A Terry Alderton show is a bit of a rabbit hole at the best of times. And, on tonight's showing, this might just be the best of times for a comedian nominated for the Perrier award in 1999. Since then we've had winners who have amply demonstrated what an artful and cerebral form comedy can be. But none of them has been genuinely, vicerally terrifying, like Alderton.
What's perhaps so unsettling is the shaky ground Alderton's comic persona stands on. One minute he's a self-referential tricksy formalist, the next he's a brash club comic ready to knock seven comedic bells out of a heckler.

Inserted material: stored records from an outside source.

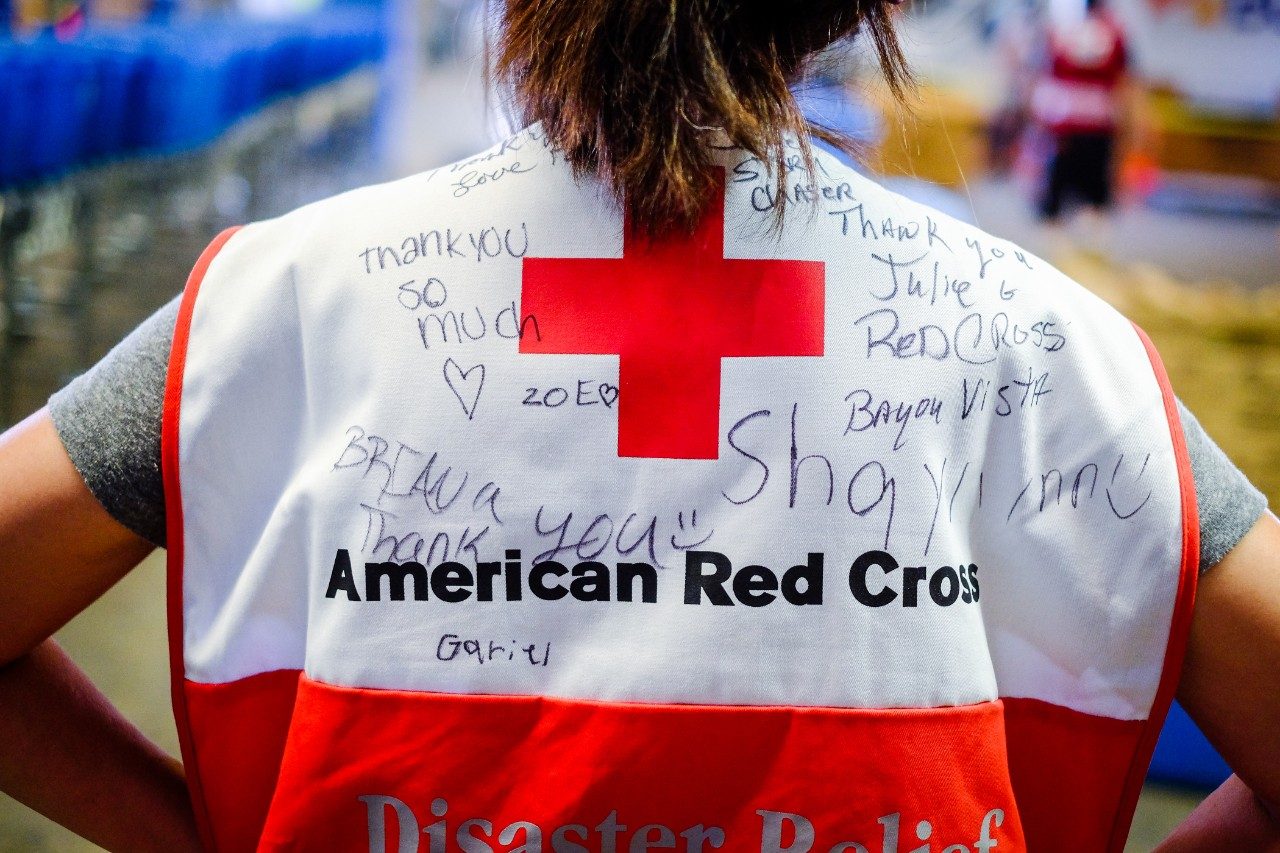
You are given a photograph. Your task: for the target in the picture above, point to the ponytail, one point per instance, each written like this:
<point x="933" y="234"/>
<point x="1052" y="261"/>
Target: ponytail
<point x="630" y="90"/>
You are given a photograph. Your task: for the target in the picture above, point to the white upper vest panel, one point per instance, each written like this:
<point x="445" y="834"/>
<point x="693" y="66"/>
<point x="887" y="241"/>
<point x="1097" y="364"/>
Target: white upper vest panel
<point x="355" y="393"/>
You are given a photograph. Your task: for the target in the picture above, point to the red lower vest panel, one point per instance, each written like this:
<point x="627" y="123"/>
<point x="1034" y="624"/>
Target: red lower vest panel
<point x="437" y="771"/>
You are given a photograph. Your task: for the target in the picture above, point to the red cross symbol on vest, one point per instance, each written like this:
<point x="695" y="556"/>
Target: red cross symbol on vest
<point x="671" y="309"/>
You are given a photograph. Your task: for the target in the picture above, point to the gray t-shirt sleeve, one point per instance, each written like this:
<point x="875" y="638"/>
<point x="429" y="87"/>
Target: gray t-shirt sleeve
<point x="109" y="419"/>
<point x="1229" y="503"/>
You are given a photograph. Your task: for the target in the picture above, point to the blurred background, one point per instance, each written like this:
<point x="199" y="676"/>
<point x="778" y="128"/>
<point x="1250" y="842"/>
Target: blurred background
<point x="1136" y="144"/>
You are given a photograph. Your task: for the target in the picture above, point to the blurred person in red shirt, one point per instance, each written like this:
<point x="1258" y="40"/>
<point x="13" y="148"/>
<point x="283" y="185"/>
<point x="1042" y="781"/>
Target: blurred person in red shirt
<point x="1078" y="104"/>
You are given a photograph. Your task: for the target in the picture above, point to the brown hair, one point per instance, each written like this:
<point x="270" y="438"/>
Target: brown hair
<point x="629" y="89"/>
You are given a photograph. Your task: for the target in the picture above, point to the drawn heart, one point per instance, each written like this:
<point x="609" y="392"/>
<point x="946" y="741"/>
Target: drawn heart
<point x="467" y="391"/>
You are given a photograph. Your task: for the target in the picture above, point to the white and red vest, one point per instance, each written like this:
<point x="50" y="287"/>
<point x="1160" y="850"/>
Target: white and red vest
<point x="1080" y="90"/>
<point x="493" y="527"/>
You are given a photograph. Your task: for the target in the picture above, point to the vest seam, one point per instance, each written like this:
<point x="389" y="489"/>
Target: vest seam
<point x="169" y="464"/>
<point x="1180" y="617"/>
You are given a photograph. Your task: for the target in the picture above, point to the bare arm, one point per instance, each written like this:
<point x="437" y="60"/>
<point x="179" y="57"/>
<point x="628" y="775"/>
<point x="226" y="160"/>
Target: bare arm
<point x="1232" y="688"/>
<point x="68" y="753"/>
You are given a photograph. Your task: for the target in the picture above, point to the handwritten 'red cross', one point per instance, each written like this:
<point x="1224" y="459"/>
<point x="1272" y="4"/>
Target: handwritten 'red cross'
<point x="671" y="309"/>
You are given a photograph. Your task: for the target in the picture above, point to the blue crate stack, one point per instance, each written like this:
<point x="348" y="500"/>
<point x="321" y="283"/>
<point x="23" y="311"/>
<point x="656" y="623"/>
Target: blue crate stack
<point x="117" y="92"/>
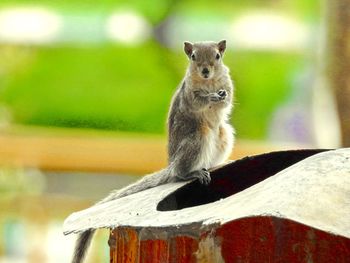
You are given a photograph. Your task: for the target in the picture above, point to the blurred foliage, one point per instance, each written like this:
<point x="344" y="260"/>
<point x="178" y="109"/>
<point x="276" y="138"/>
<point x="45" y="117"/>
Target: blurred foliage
<point x="129" y="88"/>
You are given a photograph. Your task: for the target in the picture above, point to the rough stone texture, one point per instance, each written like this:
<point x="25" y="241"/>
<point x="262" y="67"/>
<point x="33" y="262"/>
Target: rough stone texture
<point x="289" y="206"/>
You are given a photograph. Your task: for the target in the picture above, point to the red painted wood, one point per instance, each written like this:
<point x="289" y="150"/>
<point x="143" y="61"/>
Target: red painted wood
<point x="255" y="239"/>
<point x="269" y="239"/>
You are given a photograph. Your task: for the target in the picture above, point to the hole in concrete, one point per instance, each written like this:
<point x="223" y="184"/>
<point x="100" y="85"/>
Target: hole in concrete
<point x="233" y="178"/>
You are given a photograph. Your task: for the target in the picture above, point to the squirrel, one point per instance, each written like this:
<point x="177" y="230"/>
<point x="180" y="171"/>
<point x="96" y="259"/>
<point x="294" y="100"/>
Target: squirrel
<point x="199" y="135"/>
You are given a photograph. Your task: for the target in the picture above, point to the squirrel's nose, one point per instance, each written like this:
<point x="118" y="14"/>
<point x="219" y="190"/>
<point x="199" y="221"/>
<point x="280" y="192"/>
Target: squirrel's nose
<point x="205" y="71"/>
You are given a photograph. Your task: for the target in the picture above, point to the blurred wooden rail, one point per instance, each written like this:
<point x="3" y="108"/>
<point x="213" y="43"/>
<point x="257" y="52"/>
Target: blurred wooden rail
<point x="122" y="154"/>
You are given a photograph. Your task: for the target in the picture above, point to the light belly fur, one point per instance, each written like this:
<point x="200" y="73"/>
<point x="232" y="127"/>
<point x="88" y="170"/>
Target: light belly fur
<point x="216" y="150"/>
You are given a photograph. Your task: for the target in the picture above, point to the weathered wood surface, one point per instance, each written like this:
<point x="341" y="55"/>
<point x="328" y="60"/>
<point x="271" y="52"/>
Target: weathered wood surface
<point x="278" y="207"/>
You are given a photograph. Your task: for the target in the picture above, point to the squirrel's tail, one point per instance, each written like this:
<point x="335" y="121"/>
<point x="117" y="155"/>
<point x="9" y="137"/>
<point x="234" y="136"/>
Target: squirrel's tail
<point x="146" y="182"/>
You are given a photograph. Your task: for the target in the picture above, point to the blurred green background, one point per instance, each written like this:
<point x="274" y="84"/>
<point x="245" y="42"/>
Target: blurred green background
<point x="82" y="77"/>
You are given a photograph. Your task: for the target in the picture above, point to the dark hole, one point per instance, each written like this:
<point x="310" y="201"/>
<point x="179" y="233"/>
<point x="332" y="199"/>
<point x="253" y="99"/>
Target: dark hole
<point x="233" y="178"/>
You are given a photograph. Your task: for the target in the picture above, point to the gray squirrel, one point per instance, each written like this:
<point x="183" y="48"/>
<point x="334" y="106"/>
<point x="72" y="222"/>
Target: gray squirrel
<point x="199" y="135"/>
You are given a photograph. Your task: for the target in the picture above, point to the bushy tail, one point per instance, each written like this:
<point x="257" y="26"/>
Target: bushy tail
<point x="146" y="182"/>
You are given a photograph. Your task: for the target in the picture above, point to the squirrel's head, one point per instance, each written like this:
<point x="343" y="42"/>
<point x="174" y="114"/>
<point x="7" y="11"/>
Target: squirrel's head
<point x="205" y="58"/>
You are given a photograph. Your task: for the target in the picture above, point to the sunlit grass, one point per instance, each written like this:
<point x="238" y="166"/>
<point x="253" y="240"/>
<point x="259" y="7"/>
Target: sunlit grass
<point x="129" y="88"/>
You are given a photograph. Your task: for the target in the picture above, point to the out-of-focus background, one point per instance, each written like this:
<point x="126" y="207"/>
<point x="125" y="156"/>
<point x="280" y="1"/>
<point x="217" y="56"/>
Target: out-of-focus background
<point x="85" y="88"/>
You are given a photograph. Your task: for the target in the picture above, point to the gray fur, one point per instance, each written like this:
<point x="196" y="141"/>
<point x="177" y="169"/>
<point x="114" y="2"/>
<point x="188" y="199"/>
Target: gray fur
<point x="199" y="136"/>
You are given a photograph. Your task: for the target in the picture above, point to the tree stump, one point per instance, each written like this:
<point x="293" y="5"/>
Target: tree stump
<point x="291" y="206"/>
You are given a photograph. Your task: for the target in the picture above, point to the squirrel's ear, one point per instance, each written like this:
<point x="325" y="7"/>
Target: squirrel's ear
<point x="222" y="46"/>
<point x="188" y="48"/>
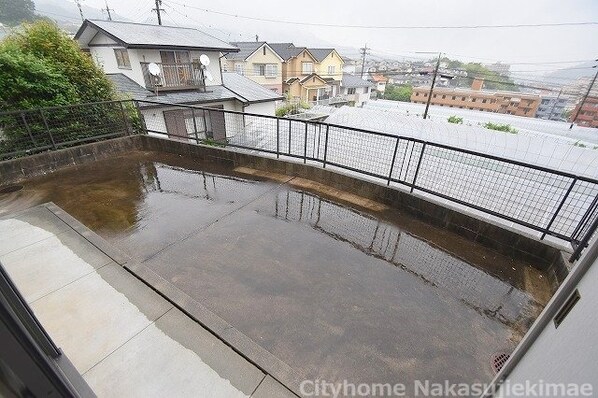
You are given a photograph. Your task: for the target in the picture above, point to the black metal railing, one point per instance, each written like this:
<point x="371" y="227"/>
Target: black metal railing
<point x="548" y="201"/>
<point x="174" y="76"/>
<point x="31" y="131"/>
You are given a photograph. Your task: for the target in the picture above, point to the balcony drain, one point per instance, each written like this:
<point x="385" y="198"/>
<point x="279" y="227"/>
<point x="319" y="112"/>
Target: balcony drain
<point x="10" y="189"/>
<point x="498" y="361"/>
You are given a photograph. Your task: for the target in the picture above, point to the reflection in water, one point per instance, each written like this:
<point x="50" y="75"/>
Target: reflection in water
<point x="483" y="292"/>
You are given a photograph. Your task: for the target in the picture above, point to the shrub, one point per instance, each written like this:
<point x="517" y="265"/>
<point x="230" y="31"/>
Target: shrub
<point x="507" y="128"/>
<point x="455" y="119"/>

One minute he's telling jokes about being medicated, the next he's on to chicken pole vaults (nope, no idea either). It's not that some jokes are crass and others are clever, or that sometimes he hits gold and sometimes he falls flat. It's more that he is both of these things, held in some weird tension.
And, boy, does he sell it visciously. With collaborator Johnny Spurling, this is a tight, frenetic hour right from the off. The pair's double-act sections are a highlight, channeling Morecambe and Wise as a bickering couple – only with real venom. Alderton, alone, flicks schitzophrenically between his multiple personas without letting any of them feel like a character, and we're given barely milliseconds to stop and think about the barrage of quips, nonsequiturs and flights of fancy. But this isn't comedy for thinking about. It's visceral comedy for feeling – and for fearing. Totally weird, man.